I was trying out the method on our lightsheet data, and the results on small patches look promising. However, if I try to apply it to a bigger chunk, TensorFlow complains:
ValueError: Cannot create a tensor proto whose content is larger than 2GB.
I already have algorithms in place to stitch spatial filers extracted from overlapping patches from another method (CNMF), however due to the large signal contamination from out-of-focus planes in the lightsheet, taking into account bigger areas with more planes would yield better results, if the computational costs do not become prohibitively large.

Answer 1 · 2018-04-10T19:30:01.000Z

Thank you for trying out our framework.

Currently a single filter bank cannot be larger than 2GB. Could that be a problem in your case? Could you please let me know the shape of the input data (X) and the number of sources (K)?

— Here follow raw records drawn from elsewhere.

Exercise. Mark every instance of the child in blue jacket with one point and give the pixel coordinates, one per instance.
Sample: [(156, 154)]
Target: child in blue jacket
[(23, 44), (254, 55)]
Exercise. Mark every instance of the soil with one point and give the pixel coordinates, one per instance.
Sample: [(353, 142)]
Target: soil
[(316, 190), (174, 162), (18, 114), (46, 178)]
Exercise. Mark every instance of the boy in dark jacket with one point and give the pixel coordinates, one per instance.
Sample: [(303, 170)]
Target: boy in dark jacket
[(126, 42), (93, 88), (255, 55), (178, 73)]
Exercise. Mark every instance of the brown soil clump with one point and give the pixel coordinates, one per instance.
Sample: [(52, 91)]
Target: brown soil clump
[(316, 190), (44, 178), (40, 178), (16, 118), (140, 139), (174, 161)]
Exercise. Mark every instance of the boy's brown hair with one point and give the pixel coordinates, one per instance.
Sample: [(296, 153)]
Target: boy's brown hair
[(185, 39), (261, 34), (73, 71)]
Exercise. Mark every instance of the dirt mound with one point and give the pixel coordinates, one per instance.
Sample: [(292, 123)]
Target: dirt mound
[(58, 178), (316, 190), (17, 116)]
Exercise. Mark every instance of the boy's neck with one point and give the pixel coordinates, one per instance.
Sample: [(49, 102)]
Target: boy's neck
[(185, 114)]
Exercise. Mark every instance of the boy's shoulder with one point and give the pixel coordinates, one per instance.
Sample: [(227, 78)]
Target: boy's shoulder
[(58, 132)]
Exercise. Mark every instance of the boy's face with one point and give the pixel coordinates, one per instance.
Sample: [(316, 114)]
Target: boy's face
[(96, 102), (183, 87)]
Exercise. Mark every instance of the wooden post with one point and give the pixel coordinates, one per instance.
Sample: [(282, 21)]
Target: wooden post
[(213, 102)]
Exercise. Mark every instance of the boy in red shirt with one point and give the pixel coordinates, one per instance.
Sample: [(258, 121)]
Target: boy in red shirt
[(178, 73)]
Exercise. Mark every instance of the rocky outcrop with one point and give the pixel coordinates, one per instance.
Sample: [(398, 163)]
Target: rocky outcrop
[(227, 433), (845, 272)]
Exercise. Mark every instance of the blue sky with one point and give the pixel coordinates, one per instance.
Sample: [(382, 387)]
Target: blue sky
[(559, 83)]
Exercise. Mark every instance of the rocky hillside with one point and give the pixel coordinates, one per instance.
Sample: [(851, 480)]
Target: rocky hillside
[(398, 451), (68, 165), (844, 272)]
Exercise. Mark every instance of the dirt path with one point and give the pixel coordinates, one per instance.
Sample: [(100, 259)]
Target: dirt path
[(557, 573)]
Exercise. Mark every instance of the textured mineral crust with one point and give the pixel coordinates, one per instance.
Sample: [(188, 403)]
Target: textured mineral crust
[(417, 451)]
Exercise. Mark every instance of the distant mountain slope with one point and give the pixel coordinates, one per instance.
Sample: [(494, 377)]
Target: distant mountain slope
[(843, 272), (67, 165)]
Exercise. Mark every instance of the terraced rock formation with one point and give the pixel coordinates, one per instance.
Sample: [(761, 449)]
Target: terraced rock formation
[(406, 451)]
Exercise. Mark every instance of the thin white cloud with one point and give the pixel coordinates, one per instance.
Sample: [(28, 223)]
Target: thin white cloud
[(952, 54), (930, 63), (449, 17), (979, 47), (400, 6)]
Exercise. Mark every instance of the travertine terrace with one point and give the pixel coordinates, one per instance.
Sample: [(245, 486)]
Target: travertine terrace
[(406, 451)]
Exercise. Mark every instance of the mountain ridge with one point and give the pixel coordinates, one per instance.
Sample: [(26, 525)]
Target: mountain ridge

Answer 2 · 2018-04-11T08:58:34.000Z

This is quite likely to be true, the input data is 1275 frames, 1266720 voxels and I have set the number of sources to 1000, which I guess all together was to ambitious to try at once. Memory-wise the computer should be able to handle it though (there is 128 GB of RAM), I guess this is a tensorflow-related limit?
Does the run-time of the algorithm scale linearly with the dimensions of the tensors?

Answer 3 · 2018-04-11T09:12:20.000Z

@aboettcher : apparently this is a well known limit of tensorflow that can be circumvented by first creating a placeholder and then feeding the array during initialisation time (see https://stackoverflow.com/questions/35394103/initializing-tensorflow-variable-with-an-array-larger-than-2gb). Would that solution work for us as well?

Answer 4 · 2018-04-11T10:53:39.000Z

Given the dimensions provided by @vilim the problem should be the size of the filter banks. They are currently initialized using tensorflow.constant with a (random) numpy array as initialization. That technique unnecessarily adds large constants to the graph. The approach pointed out by @wielandbrendel should avoid that problem. I will update the code accordingly.

Answer 5 · 2018-04-17T09:01:53.000Z

Commits 0ea7801 and 5ad43fd should fix that issue.